- Theatrical Release Poster
- Directed by: Erik Peter Carlson
- Written by: Erik Peter Carlson
- Produced by: Mark Baier
- Starring: Najarra Townsend; Constance Brenneman; Chandler Rylko; Jeanette May Steiner; Samuel Nolan;
- Edited by: Alex Bordino
- Music by: Nathaniel Levisay
- Production company: Riding Hood Motion Pictures
- Distributed by: Mance Media (See Matthew Mancinelli)
- Release date: June 8, 2014 (Dances With Films);
- Running time: 144 minutes
- Country: United States
- Language: English

= The Toy Soldiers =

The Toy Soldiers is a 2014 American coming-of-age drama film was written and directed by Erik Peter Carlson, and starring Najarra Townsend, Constance Brenneman, Chandler Rylko, and Jeanette May Steiner.

Set in the 1980s, five coming-of-age stories unravel together on the final evening that local hangout, The Soldiers Roller Rink, closes its doors. During an ongoing night of sex, drugs, and rock "n" roll, the innocence of youth will unravel and each individuals life will be changed forever.

==Background==
Erik Peter Carlson's sophomore feature film portrays an unsentimentally realistic story about the life, complexities and savageries faced by teens and their families in the 1980s culture of America. Many scenes from the film were shot at the Huntington Beach Pier and the Moonlight Rollerway in Glendale.

The film premiered on June 8, 2014 at the Dances With Films festival as the Closing Night Feature at the TCL Chinese Theatre. The film was theatrically released November 14, 2014 in AMC Theatres.

==Plot==
Over the course of one night, five parallel coming-of-age stories dramatize the stages of grief.
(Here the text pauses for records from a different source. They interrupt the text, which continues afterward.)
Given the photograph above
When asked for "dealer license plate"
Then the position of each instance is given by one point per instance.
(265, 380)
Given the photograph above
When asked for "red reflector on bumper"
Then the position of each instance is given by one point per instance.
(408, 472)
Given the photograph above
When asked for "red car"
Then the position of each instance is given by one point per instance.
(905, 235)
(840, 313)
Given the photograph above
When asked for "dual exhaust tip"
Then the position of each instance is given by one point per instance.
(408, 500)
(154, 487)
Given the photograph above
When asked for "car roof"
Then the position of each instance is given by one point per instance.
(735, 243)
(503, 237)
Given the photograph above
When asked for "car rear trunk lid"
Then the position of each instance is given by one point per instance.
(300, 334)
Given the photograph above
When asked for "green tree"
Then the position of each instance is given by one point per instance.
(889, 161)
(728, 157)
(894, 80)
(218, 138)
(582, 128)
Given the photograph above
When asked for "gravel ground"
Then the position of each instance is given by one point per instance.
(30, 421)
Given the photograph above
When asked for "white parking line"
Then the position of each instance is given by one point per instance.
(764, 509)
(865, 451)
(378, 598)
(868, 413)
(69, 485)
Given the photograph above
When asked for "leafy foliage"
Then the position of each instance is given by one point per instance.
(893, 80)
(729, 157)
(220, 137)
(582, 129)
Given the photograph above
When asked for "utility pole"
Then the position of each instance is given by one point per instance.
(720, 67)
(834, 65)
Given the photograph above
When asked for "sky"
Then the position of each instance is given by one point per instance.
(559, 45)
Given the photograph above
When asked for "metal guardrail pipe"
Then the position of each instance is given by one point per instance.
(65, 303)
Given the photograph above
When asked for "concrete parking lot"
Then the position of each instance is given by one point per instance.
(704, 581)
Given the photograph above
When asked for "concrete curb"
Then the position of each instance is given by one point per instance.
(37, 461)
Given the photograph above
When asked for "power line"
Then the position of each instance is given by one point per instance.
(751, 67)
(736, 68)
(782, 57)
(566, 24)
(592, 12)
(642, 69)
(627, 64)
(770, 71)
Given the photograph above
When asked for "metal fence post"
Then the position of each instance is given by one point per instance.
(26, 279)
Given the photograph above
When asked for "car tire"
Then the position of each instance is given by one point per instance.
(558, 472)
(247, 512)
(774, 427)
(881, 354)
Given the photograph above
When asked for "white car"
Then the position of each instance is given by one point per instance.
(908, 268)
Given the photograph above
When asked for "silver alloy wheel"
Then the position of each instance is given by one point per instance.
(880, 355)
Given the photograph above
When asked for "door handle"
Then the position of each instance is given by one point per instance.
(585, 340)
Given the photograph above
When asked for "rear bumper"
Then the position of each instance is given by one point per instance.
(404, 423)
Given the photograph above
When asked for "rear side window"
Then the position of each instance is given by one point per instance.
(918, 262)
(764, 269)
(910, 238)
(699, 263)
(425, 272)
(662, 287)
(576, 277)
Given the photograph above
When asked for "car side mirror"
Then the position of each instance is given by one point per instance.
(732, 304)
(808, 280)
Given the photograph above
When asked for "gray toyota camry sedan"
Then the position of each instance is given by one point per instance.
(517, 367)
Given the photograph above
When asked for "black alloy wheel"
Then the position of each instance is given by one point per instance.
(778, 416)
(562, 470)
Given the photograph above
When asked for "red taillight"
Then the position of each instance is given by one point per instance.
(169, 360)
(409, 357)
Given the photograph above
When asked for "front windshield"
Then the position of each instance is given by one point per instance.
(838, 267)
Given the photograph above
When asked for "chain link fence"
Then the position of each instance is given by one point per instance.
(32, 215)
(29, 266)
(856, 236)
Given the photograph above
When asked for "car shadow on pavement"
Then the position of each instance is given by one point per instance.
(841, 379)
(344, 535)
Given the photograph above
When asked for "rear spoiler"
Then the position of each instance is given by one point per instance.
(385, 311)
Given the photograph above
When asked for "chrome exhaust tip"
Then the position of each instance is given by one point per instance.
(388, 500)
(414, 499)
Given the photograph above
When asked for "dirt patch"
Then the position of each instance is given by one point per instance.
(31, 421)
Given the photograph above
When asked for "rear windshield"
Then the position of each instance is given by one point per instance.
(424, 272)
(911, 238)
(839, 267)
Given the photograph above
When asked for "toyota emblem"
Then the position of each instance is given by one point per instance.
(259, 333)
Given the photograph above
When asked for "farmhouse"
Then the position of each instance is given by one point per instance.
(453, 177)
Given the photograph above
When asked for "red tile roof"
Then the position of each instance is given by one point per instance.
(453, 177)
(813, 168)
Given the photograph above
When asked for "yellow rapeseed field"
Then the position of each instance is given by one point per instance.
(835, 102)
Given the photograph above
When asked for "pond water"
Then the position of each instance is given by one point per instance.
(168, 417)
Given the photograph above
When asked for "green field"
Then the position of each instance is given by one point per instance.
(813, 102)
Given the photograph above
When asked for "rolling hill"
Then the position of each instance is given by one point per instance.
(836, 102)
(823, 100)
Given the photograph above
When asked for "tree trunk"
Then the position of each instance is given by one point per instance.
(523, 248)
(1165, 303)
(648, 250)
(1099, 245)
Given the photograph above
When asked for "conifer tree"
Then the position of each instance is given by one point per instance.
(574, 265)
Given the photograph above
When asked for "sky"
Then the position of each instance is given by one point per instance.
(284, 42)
A mother in a custody battle over her children finds tranquility in alcohol. The abuse from her ex-husband still haunts the children, a 19-year-old drug addict and his younger brother, a closeted homosexual and target of bullying. Another teen offers sexual favors to gain acceptance, and encounters a challenged classmate who would do anything for her love. There's also the story of the redheaded beauty who is haunted by a secret, tragic past. These lives and others will change forever on this evening when the Toy Soldiers Roller Rink, their local hangout spot, closes its doors for the final time.

==Cast==
- Najarra Townsend as Angel
- Constance Brenneman as Mary Harris
- Chandler Rylko as Elliot Harris
- Jeanette May Steiner as Layla
- Samuel Nolan as Jack Harris
- Nick Frangione as Steve
- Amelia Haberman as Sue Harris
- Matt Harrelson as The Stud
- Megan Hensley as Cricket
- Andre Myers as Wilson
- Kevin Pinassi as Clyde Harris
- Thatcher Robinson as Jason
- Izzy Pollak as Harold Beaver
- Marco Tazioli as Freddie
- Danno White as Sean
- Kelsey Impicciche as Female skater

==Screenings==
The film premiered at Dances With Films on June 8, 2014, and on October 2, 2014, got its screening at the SoCal Independent Film Festival.
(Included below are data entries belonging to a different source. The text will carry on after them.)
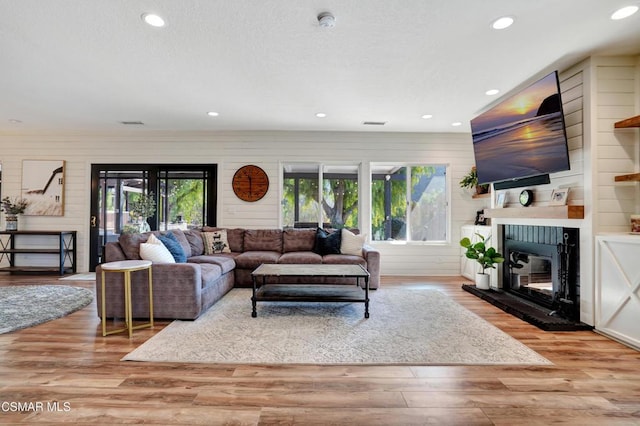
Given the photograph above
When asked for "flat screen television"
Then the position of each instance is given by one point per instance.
(522, 136)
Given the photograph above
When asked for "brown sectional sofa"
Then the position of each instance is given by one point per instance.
(186, 290)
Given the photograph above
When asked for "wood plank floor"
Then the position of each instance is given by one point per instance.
(594, 380)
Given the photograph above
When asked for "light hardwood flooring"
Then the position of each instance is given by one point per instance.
(594, 380)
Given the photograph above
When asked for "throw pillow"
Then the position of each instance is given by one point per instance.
(327, 243)
(351, 243)
(173, 245)
(216, 242)
(155, 251)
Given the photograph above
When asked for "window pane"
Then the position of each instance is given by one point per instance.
(300, 206)
(428, 204)
(340, 196)
(426, 219)
(389, 203)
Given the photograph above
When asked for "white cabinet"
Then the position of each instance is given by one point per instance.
(469, 267)
(617, 287)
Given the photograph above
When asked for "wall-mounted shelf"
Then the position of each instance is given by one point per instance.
(629, 122)
(485, 195)
(548, 212)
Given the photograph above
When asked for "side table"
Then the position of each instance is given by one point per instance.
(126, 267)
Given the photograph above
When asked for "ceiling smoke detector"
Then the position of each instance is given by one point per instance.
(326, 20)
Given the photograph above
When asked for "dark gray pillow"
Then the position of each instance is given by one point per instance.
(327, 243)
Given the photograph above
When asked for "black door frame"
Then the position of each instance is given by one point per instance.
(152, 171)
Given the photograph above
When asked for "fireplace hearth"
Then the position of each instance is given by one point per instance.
(540, 277)
(542, 267)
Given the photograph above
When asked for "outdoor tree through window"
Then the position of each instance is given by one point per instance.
(409, 203)
(332, 203)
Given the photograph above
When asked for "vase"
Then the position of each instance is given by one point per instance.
(11, 222)
(482, 281)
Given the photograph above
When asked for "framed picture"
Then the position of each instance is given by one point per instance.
(43, 187)
(559, 197)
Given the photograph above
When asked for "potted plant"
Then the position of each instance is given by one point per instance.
(487, 257)
(470, 180)
(142, 207)
(12, 207)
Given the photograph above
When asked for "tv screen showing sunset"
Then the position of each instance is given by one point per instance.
(522, 136)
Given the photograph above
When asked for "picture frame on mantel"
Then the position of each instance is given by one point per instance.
(559, 197)
(43, 187)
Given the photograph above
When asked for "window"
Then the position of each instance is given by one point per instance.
(408, 203)
(315, 194)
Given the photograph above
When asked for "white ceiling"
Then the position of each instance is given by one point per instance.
(87, 65)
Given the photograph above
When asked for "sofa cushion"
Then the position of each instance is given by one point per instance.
(226, 262)
(344, 259)
(253, 259)
(216, 242)
(171, 243)
(235, 236)
(326, 242)
(296, 239)
(263, 240)
(351, 243)
(210, 273)
(155, 251)
(179, 236)
(130, 244)
(300, 257)
(194, 238)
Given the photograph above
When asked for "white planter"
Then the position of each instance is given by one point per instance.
(482, 281)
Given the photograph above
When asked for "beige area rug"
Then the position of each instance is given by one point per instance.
(89, 276)
(419, 327)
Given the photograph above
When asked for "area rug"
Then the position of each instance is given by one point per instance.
(26, 306)
(417, 327)
(90, 276)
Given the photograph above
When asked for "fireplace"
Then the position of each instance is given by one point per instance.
(541, 266)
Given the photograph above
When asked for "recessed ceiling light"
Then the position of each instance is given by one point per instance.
(502, 23)
(153, 19)
(624, 12)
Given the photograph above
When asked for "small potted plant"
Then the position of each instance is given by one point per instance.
(12, 207)
(487, 257)
(470, 180)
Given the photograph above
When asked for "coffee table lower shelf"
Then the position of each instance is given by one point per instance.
(310, 293)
On October 18, 2014, the film got its screening at the Hollywood Film Festival.

On November 14, 2014, The Toy Soldiers was premiered on red carpet at the Universal CityWalk Hollywood.

==Reception==
On review aggregator website Rotten Tomatoes, the film has a 50% approval rating based on 6 reviews, with an average ranking of 7/10.

Dennis Harvey of Variety wrote "With its stilted monologues and crudely melodramatic air of "shocking realism," Erik Peter Carlson's sophomore feature feels like a series of interlocking fringe-theater one-acts that have only grown more artificial onscreen".
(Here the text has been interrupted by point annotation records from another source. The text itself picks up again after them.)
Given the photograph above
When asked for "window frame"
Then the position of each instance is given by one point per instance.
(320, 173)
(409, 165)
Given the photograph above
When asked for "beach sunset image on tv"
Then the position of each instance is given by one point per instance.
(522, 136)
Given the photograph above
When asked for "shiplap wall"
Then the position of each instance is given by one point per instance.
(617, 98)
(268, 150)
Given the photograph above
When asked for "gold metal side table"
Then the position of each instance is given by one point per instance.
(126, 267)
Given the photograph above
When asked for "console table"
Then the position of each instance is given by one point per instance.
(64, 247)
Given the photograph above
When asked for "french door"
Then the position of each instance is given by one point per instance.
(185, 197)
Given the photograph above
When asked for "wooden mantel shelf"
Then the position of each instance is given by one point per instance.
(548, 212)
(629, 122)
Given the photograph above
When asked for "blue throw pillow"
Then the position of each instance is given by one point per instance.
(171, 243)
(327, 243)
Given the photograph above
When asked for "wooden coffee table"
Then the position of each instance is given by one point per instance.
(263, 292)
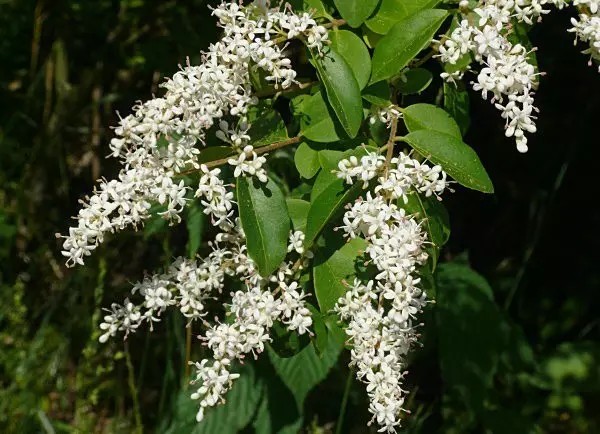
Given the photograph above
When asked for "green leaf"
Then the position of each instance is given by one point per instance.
(469, 326)
(456, 102)
(435, 220)
(342, 90)
(414, 81)
(355, 53)
(266, 223)
(306, 160)
(228, 418)
(355, 11)
(404, 41)
(327, 205)
(298, 211)
(330, 273)
(429, 117)
(302, 372)
(393, 11)
(458, 159)
(213, 153)
(316, 123)
(266, 125)
(378, 94)
(195, 226)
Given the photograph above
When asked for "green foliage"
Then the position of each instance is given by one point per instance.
(266, 223)
(510, 344)
(458, 159)
(404, 41)
(342, 90)
(334, 272)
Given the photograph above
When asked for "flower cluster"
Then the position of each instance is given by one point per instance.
(587, 27)
(405, 173)
(161, 138)
(380, 312)
(188, 284)
(507, 73)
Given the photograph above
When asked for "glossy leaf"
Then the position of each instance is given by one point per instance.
(435, 220)
(355, 53)
(316, 123)
(378, 94)
(404, 41)
(327, 206)
(306, 160)
(391, 12)
(266, 223)
(429, 117)
(414, 81)
(456, 102)
(333, 274)
(302, 372)
(342, 90)
(298, 211)
(195, 225)
(458, 159)
(266, 126)
(213, 153)
(355, 12)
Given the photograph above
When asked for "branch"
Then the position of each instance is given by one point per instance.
(261, 150)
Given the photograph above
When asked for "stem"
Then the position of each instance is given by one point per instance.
(272, 90)
(338, 428)
(188, 353)
(390, 144)
(139, 429)
(261, 150)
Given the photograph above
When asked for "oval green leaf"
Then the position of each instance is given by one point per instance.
(355, 53)
(393, 11)
(457, 158)
(306, 160)
(404, 41)
(328, 205)
(342, 90)
(266, 223)
(316, 123)
(298, 211)
(330, 273)
(429, 117)
(414, 81)
(355, 12)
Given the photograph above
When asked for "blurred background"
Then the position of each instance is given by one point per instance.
(528, 345)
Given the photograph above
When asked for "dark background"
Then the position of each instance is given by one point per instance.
(66, 67)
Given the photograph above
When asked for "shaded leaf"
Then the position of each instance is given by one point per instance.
(316, 122)
(342, 90)
(429, 117)
(355, 53)
(391, 12)
(195, 226)
(404, 41)
(458, 159)
(266, 223)
(414, 81)
(298, 211)
(355, 11)
(332, 270)
(469, 326)
(306, 160)
(306, 369)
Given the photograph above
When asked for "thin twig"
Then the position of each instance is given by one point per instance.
(390, 144)
(271, 90)
(261, 150)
The Village Voices Sherilyn Connelly commented that "As compelling as an individual thread or scene might be, the picture as a whole lacks forward momentum, as is often the case with films with asynchronous timelines".

The Hollywood Reporter called the film "A not-so-convincing teenage wasteland".

According to Gary Goldstein of the Los Angeles Times the film have a "way overlong ensemble melodrama".

Lawrence Toppman of The Charlotte Observer was of a different opinion, his reaction was "The rough honesty hooks you, and overlapping storylines eventually sort themselves out".

==Awards and nominations==
The film received multiple nominations at its 2014 festival screening:
- 'Industry Choice Award' and 'Audience Award for Best Feature Film' at Dances With Films
- Nominated 'Best Emerging Filmmaker' for Erik Peter Carlson at Hollywood Film Festival
- Nominations for 'Best Actor' for Samuel Nolan, 'Best Actress - Achievement in Acting' for Constance Brenneman, 'Best Cinematography - Feature Film' for Dan Witrock, and 'Best Screenplay' and 'Best Director - Feature Film', and 'SoCal IFF Award' for Erik Peter Carlson at the SoCal Independent Film Festival.